Tony Stewart said in late August that Patrick was serious about running a partial NASCAR schedule in addition to her full slate in the IndyCar Series -- a plan identical to the one Stewart himself used to transition from open-wheel into stock cars. In the weeks since, the speculation has only intensified, with a handful of teams talking with her representatives at some level. In early October, Rick Hendrick told SI.com that Patrick's representatives at International Management Group were negotiating with JR Motorsports about a limited slate of ARCA and Nationwide events in a car sponsored by GoDaddy.com.
"Obviously, I can see where her motivation is," Brian Vickers said. "IndyCars, that series has been struggling a lot, especially ever since the [1996 open-wheel] split. It's only getting worse right now. NASCAR is the predominant motorsports here in America. She's seeing that as an opportunity. I think she can bring a lot to our sport, especially if she can be successful."
Can Patrick succeed in NASCAR? As far as victories go, her resume is somewhat light -- one win in 81 starts on the IndyCar circuit, at Motegi, Japan, last season. Much more accomplished open-wheel drivers, from Indianapolis 500 champion Dario Franchitti to multiple Champ Car race winner Patrick Carpentier, have come to NASCAR and experienced only moderate success. It's taken three years for Sam Hornish Jr. and Juan Montoya, both former Indy 500 champions, to find their footing in stock cars.
"The biggest thing for her is going to be patience," Vickers said. "It has nothing to do with being her, she really just has [only] IndyCar experience, which is absolutely nothing to do with our cars. They're complete opposites. We have a lot of power, little to no downforce. Big, heavy cars, very different driving style and different races. Double-file restarts. We're door-to-door and three-wide, beating and banging in very close contact. Coming from open-wheel, there's a long learning experience there if they ever can adapt. Even the ones that do, I think Juan has proven to be the most successful of them recently. It still took him three years to even get to where he is now."

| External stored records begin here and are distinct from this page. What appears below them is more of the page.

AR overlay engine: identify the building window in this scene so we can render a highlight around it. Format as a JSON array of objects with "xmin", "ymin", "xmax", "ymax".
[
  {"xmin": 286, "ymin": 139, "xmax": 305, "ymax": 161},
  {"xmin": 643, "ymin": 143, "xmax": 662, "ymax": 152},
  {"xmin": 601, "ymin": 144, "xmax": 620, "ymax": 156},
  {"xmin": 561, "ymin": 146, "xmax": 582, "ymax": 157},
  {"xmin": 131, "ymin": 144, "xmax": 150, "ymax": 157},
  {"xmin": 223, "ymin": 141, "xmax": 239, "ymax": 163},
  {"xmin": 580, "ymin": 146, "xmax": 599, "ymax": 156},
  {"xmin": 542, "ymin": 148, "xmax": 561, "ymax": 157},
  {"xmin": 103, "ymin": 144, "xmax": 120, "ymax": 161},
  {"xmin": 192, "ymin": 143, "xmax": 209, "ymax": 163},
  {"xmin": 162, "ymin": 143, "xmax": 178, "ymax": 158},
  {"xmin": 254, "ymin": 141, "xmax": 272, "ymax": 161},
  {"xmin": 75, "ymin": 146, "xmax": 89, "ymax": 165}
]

Many drivers believe that with time, she could adapt. But she will also attempt a foray into NASCAR while still competing on the 17-race IndyCar schedule, which means leaping back and forth between two entirely different cars. What if she doesn't do well?

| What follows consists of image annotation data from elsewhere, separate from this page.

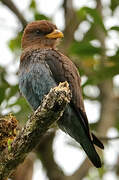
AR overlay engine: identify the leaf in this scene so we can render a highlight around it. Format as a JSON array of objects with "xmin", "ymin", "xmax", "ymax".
[
  {"xmin": 69, "ymin": 41, "xmax": 101, "ymax": 56},
  {"xmin": 110, "ymin": 0, "xmax": 119, "ymax": 11},
  {"xmin": 34, "ymin": 12, "xmax": 49, "ymax": 20},
  {"xmin": 29, "ymin": 0, "xmax": 36, "ymax": 10},
  {"xmin": 109, "ymin": 26, "xmax": 119, "ymax": 31},
  {"xmin": 81, "ymin": 7, "xmax": 106, "ymax": 33}
]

"Then she doesn't do well," Carl Edwards said. "There are a lot of people who have come over here and not been able to do well, and I think Juan Montoya is the best example, to me, of a guy who has huge talent, who came over and had a mass of success in other things, and was able to do it. He's as good as any of us over here now, so if she doesn't do it, I don't think it would be a huge surprise."